A dada altura tocaram um tema todos sentados no
chão o que dava a entender que era o fim, mas que ainda deu para
mais quase 40 minutos, 20 dos quais em verdadeira Barulhoterapia
industrial. Porém, em quase todo o concerto a música foi bastante
calma e com ritmos certos e até dançáveis, dando sinais que os
Einstürzende Neubauten andam a ouvir música de dança... Mas de
qualidade. Só houve um momento em que quase conseguiram expulsar
toda a gente da sala ou arrebentar com os tímpanos do pessoal,
quando mantiveram um feedback altissimo durante quase um minuto.

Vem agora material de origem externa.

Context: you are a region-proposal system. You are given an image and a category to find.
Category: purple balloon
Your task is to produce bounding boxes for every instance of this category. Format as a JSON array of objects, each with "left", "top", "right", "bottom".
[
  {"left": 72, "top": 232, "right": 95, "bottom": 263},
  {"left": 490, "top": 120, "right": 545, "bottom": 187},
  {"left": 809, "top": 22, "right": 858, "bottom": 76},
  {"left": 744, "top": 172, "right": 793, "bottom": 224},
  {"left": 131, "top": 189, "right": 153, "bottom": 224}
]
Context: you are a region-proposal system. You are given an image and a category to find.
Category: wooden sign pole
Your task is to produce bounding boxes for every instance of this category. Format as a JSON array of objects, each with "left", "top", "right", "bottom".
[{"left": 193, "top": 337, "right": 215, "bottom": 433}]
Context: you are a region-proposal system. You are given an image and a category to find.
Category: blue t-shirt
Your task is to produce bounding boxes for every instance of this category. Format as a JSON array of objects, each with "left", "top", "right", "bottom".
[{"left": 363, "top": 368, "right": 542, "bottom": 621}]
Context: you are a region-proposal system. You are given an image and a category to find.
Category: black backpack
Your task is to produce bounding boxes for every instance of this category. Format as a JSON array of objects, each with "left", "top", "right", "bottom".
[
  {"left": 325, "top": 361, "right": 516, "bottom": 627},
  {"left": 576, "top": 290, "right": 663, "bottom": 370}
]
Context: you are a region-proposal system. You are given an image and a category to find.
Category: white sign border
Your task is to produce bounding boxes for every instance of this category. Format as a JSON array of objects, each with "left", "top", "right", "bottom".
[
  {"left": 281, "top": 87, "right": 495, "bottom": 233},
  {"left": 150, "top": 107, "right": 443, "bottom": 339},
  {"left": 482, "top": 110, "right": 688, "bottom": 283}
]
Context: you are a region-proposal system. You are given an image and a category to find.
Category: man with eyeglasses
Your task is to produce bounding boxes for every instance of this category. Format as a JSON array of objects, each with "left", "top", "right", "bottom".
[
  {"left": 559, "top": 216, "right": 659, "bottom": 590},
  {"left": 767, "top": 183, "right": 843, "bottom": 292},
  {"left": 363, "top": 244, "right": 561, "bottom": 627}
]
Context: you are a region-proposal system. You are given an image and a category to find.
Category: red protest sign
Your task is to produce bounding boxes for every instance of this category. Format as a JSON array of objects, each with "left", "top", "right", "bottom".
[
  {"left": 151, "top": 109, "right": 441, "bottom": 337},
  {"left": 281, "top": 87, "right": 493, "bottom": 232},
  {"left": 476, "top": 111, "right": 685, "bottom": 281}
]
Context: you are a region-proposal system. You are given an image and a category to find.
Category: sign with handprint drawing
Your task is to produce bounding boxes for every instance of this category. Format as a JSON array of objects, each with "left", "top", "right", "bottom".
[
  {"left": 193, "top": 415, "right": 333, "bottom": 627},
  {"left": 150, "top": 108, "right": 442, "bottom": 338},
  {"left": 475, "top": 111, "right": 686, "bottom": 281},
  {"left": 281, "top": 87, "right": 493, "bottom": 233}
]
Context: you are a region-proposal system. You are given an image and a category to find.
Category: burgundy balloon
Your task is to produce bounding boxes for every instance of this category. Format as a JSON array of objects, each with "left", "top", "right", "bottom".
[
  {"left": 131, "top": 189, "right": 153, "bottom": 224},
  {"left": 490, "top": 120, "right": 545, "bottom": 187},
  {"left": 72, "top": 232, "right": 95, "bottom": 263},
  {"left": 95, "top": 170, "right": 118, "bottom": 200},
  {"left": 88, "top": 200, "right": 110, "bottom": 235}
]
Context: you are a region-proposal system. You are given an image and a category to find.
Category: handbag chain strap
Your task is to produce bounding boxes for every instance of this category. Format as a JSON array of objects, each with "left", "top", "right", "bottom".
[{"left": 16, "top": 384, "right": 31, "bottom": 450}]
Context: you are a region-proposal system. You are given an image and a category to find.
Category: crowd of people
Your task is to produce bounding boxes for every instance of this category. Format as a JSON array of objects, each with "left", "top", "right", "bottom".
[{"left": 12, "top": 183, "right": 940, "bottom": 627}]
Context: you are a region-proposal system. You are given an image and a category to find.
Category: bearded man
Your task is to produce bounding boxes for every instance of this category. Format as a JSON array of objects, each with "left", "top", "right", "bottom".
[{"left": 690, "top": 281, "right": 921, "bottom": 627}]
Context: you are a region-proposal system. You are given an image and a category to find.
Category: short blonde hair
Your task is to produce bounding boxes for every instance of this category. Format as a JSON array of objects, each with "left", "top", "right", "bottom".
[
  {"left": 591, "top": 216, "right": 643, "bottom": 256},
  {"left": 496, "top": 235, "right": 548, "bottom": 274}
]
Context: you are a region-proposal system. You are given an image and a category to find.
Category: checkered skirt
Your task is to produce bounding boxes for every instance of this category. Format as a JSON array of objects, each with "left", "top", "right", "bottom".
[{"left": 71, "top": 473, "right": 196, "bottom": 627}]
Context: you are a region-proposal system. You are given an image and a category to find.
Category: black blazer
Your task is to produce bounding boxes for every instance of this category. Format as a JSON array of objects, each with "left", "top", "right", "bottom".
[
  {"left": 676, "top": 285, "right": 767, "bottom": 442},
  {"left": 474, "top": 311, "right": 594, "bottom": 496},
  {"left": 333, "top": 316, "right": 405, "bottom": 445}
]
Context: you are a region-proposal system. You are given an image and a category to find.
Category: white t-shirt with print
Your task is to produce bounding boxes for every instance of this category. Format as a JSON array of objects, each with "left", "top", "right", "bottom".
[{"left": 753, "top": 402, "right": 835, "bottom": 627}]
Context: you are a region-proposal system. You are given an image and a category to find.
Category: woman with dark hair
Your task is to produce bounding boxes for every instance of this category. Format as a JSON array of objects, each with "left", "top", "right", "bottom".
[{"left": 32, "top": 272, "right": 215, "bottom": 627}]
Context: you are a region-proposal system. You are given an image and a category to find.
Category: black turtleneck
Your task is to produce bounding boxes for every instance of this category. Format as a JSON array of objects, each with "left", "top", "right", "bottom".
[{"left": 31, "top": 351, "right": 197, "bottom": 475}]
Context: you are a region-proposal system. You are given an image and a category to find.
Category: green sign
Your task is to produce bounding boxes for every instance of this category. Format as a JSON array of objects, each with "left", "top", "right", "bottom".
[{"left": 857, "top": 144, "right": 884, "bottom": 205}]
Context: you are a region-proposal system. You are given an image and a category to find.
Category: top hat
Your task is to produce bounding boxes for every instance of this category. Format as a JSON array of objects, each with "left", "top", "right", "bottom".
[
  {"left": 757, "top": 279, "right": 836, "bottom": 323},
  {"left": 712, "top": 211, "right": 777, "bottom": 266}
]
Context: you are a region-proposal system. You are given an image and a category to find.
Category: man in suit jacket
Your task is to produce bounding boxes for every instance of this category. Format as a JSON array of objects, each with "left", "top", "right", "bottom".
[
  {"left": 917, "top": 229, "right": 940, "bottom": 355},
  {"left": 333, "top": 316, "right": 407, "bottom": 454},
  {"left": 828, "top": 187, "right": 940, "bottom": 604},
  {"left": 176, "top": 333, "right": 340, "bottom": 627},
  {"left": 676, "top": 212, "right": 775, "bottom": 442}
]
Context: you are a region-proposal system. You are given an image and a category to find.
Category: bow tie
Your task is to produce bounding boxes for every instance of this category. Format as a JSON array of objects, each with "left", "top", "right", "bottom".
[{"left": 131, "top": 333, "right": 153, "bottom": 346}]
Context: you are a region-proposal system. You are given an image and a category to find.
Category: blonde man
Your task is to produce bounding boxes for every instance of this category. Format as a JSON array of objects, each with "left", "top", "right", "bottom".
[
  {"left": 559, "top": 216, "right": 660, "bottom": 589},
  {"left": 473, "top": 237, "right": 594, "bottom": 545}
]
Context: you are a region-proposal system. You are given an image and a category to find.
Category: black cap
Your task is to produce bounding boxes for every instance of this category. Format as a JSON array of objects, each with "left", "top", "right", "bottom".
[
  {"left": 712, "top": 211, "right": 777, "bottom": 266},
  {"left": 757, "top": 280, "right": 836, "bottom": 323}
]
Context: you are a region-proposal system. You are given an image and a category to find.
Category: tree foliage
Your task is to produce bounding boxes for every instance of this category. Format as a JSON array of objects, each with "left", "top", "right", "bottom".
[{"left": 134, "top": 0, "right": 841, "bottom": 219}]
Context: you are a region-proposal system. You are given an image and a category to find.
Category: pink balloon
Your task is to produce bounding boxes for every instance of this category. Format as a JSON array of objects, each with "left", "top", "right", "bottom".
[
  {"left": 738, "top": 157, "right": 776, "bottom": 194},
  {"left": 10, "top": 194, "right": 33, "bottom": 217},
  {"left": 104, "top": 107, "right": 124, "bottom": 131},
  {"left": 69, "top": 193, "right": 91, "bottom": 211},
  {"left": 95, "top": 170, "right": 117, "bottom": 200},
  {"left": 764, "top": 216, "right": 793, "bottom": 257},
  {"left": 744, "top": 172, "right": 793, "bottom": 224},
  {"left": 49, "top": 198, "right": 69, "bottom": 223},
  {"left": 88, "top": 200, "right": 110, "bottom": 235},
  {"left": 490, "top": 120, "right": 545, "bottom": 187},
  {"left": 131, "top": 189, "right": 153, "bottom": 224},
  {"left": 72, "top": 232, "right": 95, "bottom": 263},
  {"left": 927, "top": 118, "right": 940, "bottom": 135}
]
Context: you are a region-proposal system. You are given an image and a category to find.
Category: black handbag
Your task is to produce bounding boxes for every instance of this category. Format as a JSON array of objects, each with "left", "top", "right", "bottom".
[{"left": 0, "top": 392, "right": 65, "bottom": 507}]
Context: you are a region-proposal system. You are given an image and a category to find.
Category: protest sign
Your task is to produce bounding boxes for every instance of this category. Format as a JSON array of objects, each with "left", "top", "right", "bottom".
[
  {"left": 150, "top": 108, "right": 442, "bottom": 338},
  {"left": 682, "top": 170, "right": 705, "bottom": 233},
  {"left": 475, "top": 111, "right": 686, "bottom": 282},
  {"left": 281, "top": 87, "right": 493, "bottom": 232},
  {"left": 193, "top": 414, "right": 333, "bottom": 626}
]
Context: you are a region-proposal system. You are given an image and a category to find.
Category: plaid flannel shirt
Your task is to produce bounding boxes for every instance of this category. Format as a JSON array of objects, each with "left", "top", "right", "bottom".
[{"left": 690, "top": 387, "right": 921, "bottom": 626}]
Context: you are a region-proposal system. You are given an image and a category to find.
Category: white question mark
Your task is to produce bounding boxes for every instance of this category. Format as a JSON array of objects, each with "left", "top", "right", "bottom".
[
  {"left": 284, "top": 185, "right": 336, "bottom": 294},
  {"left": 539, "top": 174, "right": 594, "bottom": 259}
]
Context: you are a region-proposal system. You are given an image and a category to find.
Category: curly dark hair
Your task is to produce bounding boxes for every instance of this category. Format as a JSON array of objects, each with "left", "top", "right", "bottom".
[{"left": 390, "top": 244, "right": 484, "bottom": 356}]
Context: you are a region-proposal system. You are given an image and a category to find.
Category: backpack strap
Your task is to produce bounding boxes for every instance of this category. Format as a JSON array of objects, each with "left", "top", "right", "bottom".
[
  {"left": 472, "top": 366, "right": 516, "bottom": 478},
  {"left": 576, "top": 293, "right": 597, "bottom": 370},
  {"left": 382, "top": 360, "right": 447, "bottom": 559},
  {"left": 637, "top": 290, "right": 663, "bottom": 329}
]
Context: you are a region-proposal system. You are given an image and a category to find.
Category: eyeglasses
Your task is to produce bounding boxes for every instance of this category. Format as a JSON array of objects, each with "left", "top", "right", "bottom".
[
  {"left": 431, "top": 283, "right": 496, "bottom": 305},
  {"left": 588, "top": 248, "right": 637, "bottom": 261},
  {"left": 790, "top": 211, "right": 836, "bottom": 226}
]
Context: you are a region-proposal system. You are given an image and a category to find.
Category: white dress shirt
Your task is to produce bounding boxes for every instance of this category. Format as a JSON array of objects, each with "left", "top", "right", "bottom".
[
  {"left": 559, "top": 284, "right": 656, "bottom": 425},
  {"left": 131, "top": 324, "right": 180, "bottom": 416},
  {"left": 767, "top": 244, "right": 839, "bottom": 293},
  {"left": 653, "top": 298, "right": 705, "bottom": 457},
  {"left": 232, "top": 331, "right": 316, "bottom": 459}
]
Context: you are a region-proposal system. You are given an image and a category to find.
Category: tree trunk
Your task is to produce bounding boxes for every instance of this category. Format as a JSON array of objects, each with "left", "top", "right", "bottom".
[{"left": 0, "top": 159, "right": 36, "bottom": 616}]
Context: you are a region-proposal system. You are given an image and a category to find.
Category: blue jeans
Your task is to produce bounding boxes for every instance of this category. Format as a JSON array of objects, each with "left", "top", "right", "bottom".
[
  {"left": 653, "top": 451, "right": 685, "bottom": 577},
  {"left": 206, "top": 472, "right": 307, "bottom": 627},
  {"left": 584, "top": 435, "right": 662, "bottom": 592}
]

O público já não sabia bem o que fazer, mesmo com os ouvidos tapados
e quando se mexia a cabeça parecia que o feedback mudava de tom
e parecia que os tímpanos iam estoirar. Até que veio o silêncio
sexy.
Saímos de lá todos rotos. Dançar, saltar e assimilar
aquele concerto, depois de uma manhã de vela com o mar lindo, mas
bravo que esteve e ainda andar a correr de um barbecue para um
concerto... Mata qualquer um!
Voltámos para casa do Tom, onde pensávamos ir comer
mais qualquer coisa e beber uns copos com o pessoal. Mas, quando
lá chegámos já lá não estava ninguém. Entrámos à espera de encontrar
o pessoal na borga, ou pelo menos na conversa, porque não se ouvia
barulho de fora. Mas nada, nem bilhete nem nada e tudo aberto...
O Tom confia mesmo na vizinhança.
Arrumei o PC, ligámos a TV e comemos qualquer coisa.
No entretanto o telemóvel do Tom tocou... Era o Martin, mas eu
não ia atender. Aproveitei para telefonar à Mariana a ver o que
se passava. Nada! Não se passava nada. O pessoal foi-se embora
porque estava tudo muito choco.
Ok! Fui para casa da Marina e fui dormir. Estava
estoirado depois de um dia todo a correr.